The year is 1967: The Who plays their first concert in the United States; The Beatles release Sgt. Pepper’s Lonely Hearts Club Band; the first issue of Rolling Stone rolls off the presses. The free love movement is hitting its stride, and anti-Vietnam protests reach fever pitch. These images and moments define the era for many.
But 1967 was also a keystone year in the effort of African-Americans to gain fair and equal treatment in the country that consistently excluded them from these foundational ideas.
In March of 1967, Martin Luther King, Jr. led a march against the Vietnam War in Chicago, kicking off what would be the final full year of his life. While the minister’s influence remained strong, a more aggressive philosophy was beginning to manifest in the movement.
Those who gravitated towards the teachings of Malcolm X, assassinated in 1965, saw in Black nationalism the solution to their marginalization. Nonviolence was on the wane. Black Power would soon replace integration as the marching call.
Stokely Carmichael, who coined the term Black Power, was a major catalyst for this transition. As he saw it, the mistake King made was to assume displaying the suffering of their community would encourage empathy from the powers that were in white America. King’s
mistake was to assume this establishment had a conscience.

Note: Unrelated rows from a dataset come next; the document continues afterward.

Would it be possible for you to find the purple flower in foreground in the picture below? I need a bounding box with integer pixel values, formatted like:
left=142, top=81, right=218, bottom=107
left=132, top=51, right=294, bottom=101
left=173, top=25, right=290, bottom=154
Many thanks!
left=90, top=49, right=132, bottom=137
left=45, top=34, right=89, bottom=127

In 1967, Carmichael published his book, Black Power, became the Honorary Prime Minister of the Black Panther Party, and became the figurehead of the rising movement. It’s no surprise, then, that this is where The Black Power Mixtape 1967-1975 begins.
The March on Washington and the “I Have a Dream” speech have been more than detailed; the struggles that followed remain underexplored. The Black Power Mixtape 1967-1975 is built on footage gathered by Swedish filmmakers during the era, of which very little ended up being used until now. The distance this provides is fascinating. The style and narration of the original footage seems almost ethnographic, as if the Swedes, enamoured with the leftist leanings of the movement, were also unexpectedly documenting a culture foreign even within its own country.

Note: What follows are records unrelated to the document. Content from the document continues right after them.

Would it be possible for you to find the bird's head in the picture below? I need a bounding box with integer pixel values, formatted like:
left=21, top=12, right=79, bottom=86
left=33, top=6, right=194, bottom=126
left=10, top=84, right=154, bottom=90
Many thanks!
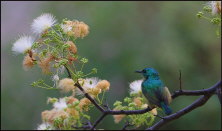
left=135, top=68, right=159, bottom=79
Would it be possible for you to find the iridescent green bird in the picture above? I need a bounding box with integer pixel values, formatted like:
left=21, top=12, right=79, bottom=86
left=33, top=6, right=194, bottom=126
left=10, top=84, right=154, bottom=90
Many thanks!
left=136, top=68, right=172, bottom=115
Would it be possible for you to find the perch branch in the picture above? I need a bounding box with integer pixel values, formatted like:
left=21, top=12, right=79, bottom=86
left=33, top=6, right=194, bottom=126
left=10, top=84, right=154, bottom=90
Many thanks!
left=147, top=80, right=221, bottom=130
left=65, top=67, right=221, bottom=130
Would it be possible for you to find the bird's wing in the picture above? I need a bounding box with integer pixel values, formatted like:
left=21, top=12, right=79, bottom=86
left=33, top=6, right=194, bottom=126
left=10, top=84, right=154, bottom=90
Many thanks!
left=162, top=86, right=172, bottom=105
left=142, top=86, right=161, bottom=107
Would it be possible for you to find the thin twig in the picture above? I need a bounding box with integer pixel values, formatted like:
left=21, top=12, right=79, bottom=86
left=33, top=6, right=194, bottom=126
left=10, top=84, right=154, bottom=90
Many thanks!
left=179, top=70, right=182, bottom=91
left=91, top=113, right=107, bottom=130
left=75, top=82, right=105, bottom=112
left=122, top=121, right=133, bottom=130
left=65, top=65, right=71, bottom=78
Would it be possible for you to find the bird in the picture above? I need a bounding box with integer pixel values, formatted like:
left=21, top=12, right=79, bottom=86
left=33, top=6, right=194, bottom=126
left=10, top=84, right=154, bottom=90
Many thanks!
left=135, top=67, right=172, bottom=115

This distance is amplified by contemporary commentary from prominent African-Americans: Erykah Badu, The Roots’ Questlove, and Harry Belafonte, to name a few. The contrast between these voice-overs and those of the original filmmakers parallels that between the perception of the movement from within and from without. We watch Angela Davis chastise an interviewer for speaking of violent Black nationalism like it was unprovoked, then hear Talib Kweli’s account of how this inspired, and continues to inspire, a refusal to be tread on and an unshakable confidence. Running over all of this is a modern soundtrack from Questlove and Om’Mas Keith, providing a rhythm to tie the patchwork footage together.

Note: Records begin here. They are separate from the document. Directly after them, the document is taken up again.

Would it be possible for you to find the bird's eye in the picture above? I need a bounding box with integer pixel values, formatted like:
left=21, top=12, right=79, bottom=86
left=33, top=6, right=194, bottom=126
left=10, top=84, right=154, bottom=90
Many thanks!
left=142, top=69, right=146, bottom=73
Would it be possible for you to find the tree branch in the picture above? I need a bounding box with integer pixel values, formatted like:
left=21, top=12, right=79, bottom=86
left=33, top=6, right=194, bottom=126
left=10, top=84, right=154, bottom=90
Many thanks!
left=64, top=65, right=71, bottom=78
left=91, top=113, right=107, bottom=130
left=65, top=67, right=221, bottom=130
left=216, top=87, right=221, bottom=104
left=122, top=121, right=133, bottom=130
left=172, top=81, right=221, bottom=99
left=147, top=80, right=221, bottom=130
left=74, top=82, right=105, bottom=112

The film doesn’t shy away from radical imagery: scenes in which school children sing “pick up the gun and put the pigs on the run” and sections showing the effects of drugs in the community, the introduction of which the film not-so-coyly suggests was the fault of the FBI. These types of polemics do not seem propagandistic, however, because though The Black Power Mixtape 1967-1975 condemns the America it depicts, it refuses to glorify radicalism. Rather, they argue it was a grave necessity, and one not explained often enough.
There’s a kind of selective memory that pervades depictions of the American civil rights movement. Regardless of whether it’s conscious, some of the more radical forces that spurred
meaningful change are marginalized or glossed over. The clearest example of this is the Black Power movement which, due to the cursory coverage it tends to get, is known of but often misunderstood. Equality didn’t just appear after King’s speech in Washington; it took many more years of struggle. Some of this was violent; The Black Power Mixtape shows why.